Undergoing biopsies, which involves removal of live tissues from the body for diagnostic purposes, is not only expensive but also painful for patients with low pain thresholds. Things are, however, about to change for the better, at least for people with intestine-related ailments.
Medical scientists at Cedars-Sinai Board of Governors Regenerative Medicine Institute in collaboration with Emulate, Inc in Boston have come up with a comprehensive study to build an innovative advanced Intenstine Chip with integrated systems, which can host living human cells in precisely microengineered environments that can more accurately recapitulate human physiology and disease states.

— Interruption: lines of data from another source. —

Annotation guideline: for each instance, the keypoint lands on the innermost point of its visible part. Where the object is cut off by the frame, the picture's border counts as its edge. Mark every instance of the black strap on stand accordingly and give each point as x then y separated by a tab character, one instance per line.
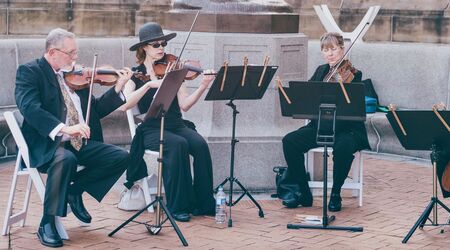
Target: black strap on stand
326	103
159	106
428	134
239	83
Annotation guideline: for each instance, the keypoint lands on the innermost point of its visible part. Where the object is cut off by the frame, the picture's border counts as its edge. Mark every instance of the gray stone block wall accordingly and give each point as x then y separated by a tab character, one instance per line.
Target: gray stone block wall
260	126
409	75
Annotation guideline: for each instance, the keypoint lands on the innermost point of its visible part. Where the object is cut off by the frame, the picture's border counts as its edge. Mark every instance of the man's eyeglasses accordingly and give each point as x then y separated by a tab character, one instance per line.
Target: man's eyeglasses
156	45
70	53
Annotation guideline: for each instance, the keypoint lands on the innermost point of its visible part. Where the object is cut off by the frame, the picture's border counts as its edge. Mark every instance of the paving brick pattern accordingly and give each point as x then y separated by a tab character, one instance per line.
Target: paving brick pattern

Treatments for intestine-related Crohn's disease, ulcerative colitis, and irritable bowel syndrome, among others, most often are painfully invasive, and even the medicines come with negative side-effects. And if the patient's condition is bad, it is impossible to perform multiple diagnostic tests.
Now, doctors have to do just one biopsy and place the tissue sample on Intestine Chip and perform multiple diagnostic tests to pinpoint the infected region, the status of the infection and the effectiveness of medicines over time.
Or, if the patient is too weak for biopsy, doctors can make use of stem cells for testing on the Intestine Chip. For those unaware, stem cells can now be artificially grown and transformed into specialized cell types with characteristics consistent with cells of various tissues such as muscles or nerves or organs.
Previously, stem cells were extracted from bone marrow, blood and adipose tissue (lipid cells), which required extraction by liposuction, or from the umbilical cord saved during the birth.
"We can produce an unlimited number of copies of this tissue and use them to evaluate potential therapies. This is an important advance in personalized medicine." Clive Svendsen, director of the Cedars-Sinai Board of Governors Regenerative Medicine Institute and a co-author of the study, said in a statement.
Once convinced with the results, doctors can prescribe the final treatment to the patients.
Besides relieving pain and bringing down treatment costs, this technology will also put an end to cruel animal testing for medicine development, something animal rights campaigners have been demanding for several years.
There is no word on when Intestine Chip will become a reality, but scientists are optimistic of bringing it to the market as early as possible. They are also working to replicate similar technology for the brain and the heart, among other organs.